In 2003, Anubi represented Nigeria at the FIFA U-17 World Championship held in Finland, making appearances in all three of the team's group-stage matches. He was later selected for the Nigeria U-20 squad that participated in the 2005 FIFA World Youth Championship in the Netherlands.

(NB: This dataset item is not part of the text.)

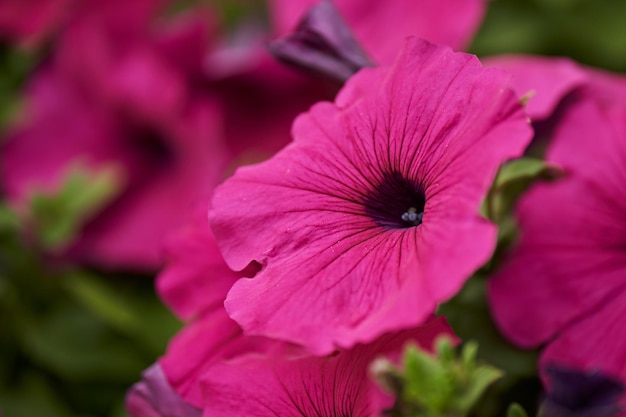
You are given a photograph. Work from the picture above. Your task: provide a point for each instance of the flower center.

Anubi moved from Bendel Insurance a team competing in Nigeria Premier Football League to Sport Club Internacional, which competes in Brazil's top-flight Campeonato Brasileiro Série A. He returned to Bendel Insurance in July 2005 and later joined Dolphins F.C. in 2006, he was loaned to Akwa United F.C. in 2008 and returned to Enyimba in September of the same year. In 2010, he played for Sharks of Port Harcourt, now known as Rivers United F.C.

In 2015, Anubi joined Enugu Rangers International F.C. Following his arrival, he participated in a friendly match against Purple Krown College, where he scored the fourth goal in the 85th minute, contributing to a 4–2 victory for the team. He further extended his domestic experience, In 2017, Anubi continued his career by signing with Sunshine Stars, a club competing in the Nigeria Professional Football League. Having previously played for Rivers United in year 2016.

==International==
He was a member of the Nigerian team (Flying Eagles) at 2005 FIFA World Youth Championship in the Netherlands where he played two games. He used to be a member of the Nigerian team (Golden Eaglets) at 2003 FIFA U-17 World Championship in Finland and played all three games.